Population Count in SSE2

spam...@crayne.org

unread,

Apr 18, 2006, 10:53:45 PM4/18/06

to

The comp.arch.fpga group hypothesized that bit-matrix dot products
(bitwise AND and a population count) could be done fast enough in SSE2
to bottleneck at memory speed for reading the vectors in from memory.
Thus I could perhaps hope for 25.6 Gbps bitwise dot product.

My current Python code uses lookup tables through a library written in
C. I have a 3.8 Ghz Pentium 4 and get 125 Mbps bitwise dot product
(slow, I know).
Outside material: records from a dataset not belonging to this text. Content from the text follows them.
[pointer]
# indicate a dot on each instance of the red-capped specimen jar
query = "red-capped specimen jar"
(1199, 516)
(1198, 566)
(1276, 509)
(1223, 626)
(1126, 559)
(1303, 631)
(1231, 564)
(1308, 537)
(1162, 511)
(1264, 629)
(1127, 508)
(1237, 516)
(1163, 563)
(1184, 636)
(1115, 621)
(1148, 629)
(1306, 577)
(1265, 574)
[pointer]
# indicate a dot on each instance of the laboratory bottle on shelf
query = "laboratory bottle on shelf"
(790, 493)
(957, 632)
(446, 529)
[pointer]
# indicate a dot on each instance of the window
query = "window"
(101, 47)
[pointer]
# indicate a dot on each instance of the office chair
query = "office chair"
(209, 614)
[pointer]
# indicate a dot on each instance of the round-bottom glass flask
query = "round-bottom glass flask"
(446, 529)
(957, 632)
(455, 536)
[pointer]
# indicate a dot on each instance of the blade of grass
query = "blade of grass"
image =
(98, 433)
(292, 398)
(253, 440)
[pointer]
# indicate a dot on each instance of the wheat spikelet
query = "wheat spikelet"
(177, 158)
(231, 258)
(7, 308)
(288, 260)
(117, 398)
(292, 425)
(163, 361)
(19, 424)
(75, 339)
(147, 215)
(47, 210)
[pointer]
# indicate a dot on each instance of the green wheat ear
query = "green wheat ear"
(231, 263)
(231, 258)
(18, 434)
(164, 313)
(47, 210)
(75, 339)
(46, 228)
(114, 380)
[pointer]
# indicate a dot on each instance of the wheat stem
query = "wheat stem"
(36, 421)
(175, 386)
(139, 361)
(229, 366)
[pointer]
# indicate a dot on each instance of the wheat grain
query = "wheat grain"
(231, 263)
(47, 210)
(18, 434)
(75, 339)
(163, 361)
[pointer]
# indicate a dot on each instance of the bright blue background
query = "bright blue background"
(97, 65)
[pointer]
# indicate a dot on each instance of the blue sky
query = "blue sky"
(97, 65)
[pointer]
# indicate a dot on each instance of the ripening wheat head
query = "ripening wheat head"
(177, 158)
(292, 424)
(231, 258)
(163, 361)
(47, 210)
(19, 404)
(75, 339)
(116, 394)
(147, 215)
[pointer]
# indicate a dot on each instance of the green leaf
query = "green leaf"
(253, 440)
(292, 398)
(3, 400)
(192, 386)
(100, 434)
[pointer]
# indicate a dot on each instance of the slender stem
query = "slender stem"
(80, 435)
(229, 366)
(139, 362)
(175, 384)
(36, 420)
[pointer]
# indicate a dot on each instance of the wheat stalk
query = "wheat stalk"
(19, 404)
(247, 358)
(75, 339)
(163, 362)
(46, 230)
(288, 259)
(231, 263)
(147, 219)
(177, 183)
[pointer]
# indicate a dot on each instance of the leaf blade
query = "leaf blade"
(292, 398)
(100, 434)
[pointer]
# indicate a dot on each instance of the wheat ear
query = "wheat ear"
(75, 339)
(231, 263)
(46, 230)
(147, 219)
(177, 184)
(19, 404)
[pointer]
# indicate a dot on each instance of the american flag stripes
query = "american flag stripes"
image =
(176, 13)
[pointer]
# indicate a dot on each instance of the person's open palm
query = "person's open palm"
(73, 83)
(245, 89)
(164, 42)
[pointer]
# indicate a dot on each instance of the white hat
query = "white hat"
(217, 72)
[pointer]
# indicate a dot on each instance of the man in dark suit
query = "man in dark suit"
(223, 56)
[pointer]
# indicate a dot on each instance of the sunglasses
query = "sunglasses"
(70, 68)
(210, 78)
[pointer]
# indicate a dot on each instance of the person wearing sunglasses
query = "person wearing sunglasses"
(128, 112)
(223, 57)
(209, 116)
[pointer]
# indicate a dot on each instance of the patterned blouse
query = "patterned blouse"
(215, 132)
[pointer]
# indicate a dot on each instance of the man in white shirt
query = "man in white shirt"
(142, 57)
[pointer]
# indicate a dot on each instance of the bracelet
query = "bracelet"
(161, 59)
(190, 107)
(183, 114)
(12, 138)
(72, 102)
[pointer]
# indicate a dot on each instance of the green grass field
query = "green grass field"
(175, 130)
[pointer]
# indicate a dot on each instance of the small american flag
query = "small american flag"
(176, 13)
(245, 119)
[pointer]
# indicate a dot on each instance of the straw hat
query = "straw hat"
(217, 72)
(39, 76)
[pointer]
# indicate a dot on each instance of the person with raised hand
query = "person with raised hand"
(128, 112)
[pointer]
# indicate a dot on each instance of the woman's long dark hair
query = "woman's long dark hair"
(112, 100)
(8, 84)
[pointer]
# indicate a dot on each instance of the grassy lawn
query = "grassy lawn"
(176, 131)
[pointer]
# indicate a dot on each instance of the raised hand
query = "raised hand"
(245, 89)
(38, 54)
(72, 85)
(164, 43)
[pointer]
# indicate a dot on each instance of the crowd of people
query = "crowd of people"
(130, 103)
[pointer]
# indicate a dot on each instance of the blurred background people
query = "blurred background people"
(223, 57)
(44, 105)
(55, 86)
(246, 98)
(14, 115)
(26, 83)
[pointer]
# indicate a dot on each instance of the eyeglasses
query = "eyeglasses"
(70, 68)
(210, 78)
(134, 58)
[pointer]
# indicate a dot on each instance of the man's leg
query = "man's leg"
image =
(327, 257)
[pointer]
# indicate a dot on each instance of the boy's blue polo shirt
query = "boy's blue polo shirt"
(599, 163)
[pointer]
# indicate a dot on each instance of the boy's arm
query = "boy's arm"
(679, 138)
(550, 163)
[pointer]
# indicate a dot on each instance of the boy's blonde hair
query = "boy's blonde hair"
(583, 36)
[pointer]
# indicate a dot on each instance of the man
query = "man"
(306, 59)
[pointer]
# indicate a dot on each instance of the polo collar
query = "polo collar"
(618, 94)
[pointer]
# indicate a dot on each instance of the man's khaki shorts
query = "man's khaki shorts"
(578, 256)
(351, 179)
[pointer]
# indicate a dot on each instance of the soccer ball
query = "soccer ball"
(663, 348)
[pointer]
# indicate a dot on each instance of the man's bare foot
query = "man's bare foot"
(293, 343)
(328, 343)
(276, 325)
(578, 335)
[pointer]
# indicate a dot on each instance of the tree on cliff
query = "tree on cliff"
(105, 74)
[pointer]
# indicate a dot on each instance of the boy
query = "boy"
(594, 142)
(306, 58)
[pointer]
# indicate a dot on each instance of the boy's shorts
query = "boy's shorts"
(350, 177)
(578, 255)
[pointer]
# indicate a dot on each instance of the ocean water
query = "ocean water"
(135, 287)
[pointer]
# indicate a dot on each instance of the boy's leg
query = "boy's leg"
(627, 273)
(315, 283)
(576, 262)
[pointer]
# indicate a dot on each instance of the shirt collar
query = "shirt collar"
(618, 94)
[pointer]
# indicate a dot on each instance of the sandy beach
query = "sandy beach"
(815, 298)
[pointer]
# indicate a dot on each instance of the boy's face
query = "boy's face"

Can somebody write a population count that operates
using SSE2 for me?

Many thanks if you can provide me help,
AndrewF

Robert Redelmeier

unread,

Apr 19, 2006, 9:19:39 AM4/19/06

to

spam...@crayne.org wrote in part:

> The comp.arch.fpga group hypothesized that bit-matrix dot products
> (bitwise AND and a population count) could be done fast enough in SSE2

Ah, so _that's_ why people are interested in popcnt!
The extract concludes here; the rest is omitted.